The SARS-CoV-2 vaccines that are at hand are stated as extremely efficacious in preventing infections that are symptomatic and hospitalized in clinical testing. As a result of the quick emergence of novel variants of viruses, effectiveness has been likely to decrease in reality.21 However, multiple study reports suggest that the production of protein-specific IgG is at higher rates regarding vaccination, while the fluctuation among IgG levels exists in various studies.23-25
In the current study, IgG and IgM antibody production was studied in opposition to SARS-CoV-2 spike protein S1 was produced subsequently after vaccination BBV-152 (CovaxinTM) as well as (ChAdOx1 nCoV-19) (CovishieldTM). It was interpreted that there was a rise in the levels of antibodies among the vaccinated and non-vaccinated study candidates and also among those individuals who were presented and not presented with any prehistory of infection. Also, this research work annexes broadening publications in connection with the immune reactions regarding infections over immunization and promotes the necessity of booster shot administration.26
Following multiple study results, we noticed a gradual reduction in the values of IgG, even if seropositivity was observed among immunized individuals. Merely an insignificant proportion of negative IgG specific for SARS-CoV-2 immunized study candidates was found, that correlated with study candidates who are not having any past infections.26-28
However, various other studies suggest that vaccine-induced seroconversion rates have been reduced as well as are not present among immunosuppressant candidates comprising patients receiving immunosuppressive therapeutics, organ transplantations, and patients with hematological cancers.28-30 At the same time, in the present study, it is observed that there is an association between weaker seroconversion to lesser acceptance of the plan of immunization that has been established (administration of a single dose rather than two shots).
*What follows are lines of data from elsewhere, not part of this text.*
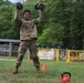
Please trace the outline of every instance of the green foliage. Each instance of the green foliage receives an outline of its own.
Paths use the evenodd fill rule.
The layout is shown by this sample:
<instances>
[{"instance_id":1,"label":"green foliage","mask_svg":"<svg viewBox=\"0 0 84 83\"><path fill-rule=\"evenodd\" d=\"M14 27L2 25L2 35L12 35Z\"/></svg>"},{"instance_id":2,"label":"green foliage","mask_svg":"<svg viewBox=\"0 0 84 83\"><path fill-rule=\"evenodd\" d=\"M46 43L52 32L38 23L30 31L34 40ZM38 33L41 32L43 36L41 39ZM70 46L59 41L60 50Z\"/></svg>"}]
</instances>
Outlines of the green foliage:
<instances>
[{"instance_id":1,"label":"green foliage","mask_svg":"<svg viewBox=\"0 0 84 83\"><path fill-rule=\"evenodd\" d=\"M71 73L71 83L84 83L83 62L65 63L41 60L41 68L46 64L46 71L36 73L33 62L23 60L19 73L13 75L15 60L0 60L0 83L62 83L61 74L63 72Z\"/></svg>"}]
</instances>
Remarkably, it was noticed that non-vaccinated candidates who have not been diagnosed previously with infections have 30% of SARS-CoV-2-specific IgG seropositivity, which might result in consequences of former infections that were previously asymptomatic.30
This study’s results demonstrate that the impacts of immunizations are increased upon the SARS-CoV-2 specific IgG antibodies development against other infections that are natural. We have not evaluated the state of T-cell immunity; our study focuses solely on humoral immune responses. However, the findings signify that immunization produces considerable importance in obtaining subsequent protection from infections and these results were similar to other study results.30-32
Interestingly, we found significantly higher levels of vaccine-induced IgG in females compared to males, even though the research participants were not previously exposed to SARS-CoV-2 infections. Our study reports and results by Zimmermann and Curtis were coherent, proposing that the humoral immunological responses upon vaccination were more prone to develop at higher rates, particularly among females.32 Recent research on humoral reactions towards SARS-CoV-2 immunization also exhibited increased levels of IgG response than IgM in women.33 The decline in neutralizing antibodies and anti-S titers, as well as a rise in age due to illness and vaccination, have all been strongly correlated with a reduction in seroconversion. However, it wasn’t established in the present study, despite the reduced levels of IgG that was noticed among earlier immunized non-infected individuals has become a trend over the age as reported by Omran et al., in their study.34
The present report of the study was found to correlate with the results reported by Wei et al. From this report, it has been noticed that there was no significant variance among seroconversion over age categories following the administration of 2 doses of BBV-152 (CovaxinTM) and ChAdOx1 nCoV-19 (CovishieldTM).35 On the contrary, from the results of the study conducted by Khoury DS et al., we have seen that there was a rise in the IgG levels in the age categories of subjects with 65 years, regarding the immunized candidate having the earlier SARS-CoV-2 infection history.36 One possible interpretation is that the infection in this category has had varying effects on the immune system, which is in line with a number of previous studies on the immune system’s response to infections that occur naturally.37
From the earlier investigations, the efficaciousness of the ChAdOx1 nCoV-19 (CovishieldTM) vaccine was determined to be lower than the other vaccines that are mRNA-based. Likewise, the current work also demonstrates reduced humoral reactions (IgG levels and seropositivity) which are protective following the administration of ChAdOx1 nCoV-19 (CovishieldTM) against BBV-152 (CovaxinTM). Such outcomes reveal a greater performance of mRNA-based vaccines versus viral-vectored vaccines.38,39
Although our research has manifested an effective IgG response for SARS-CoV-2 immunization, as a whole, the titres of antibodies attain half the original value following 2.5 months (reduction of nearly 20% every month on average), validating another report. It was discovered that the immunized study candidates who were diagnosed earlier with SARS-CoV-2 demonstrate a less IgG antibody rates, even if they are significant statistically over earlier non-infected cases.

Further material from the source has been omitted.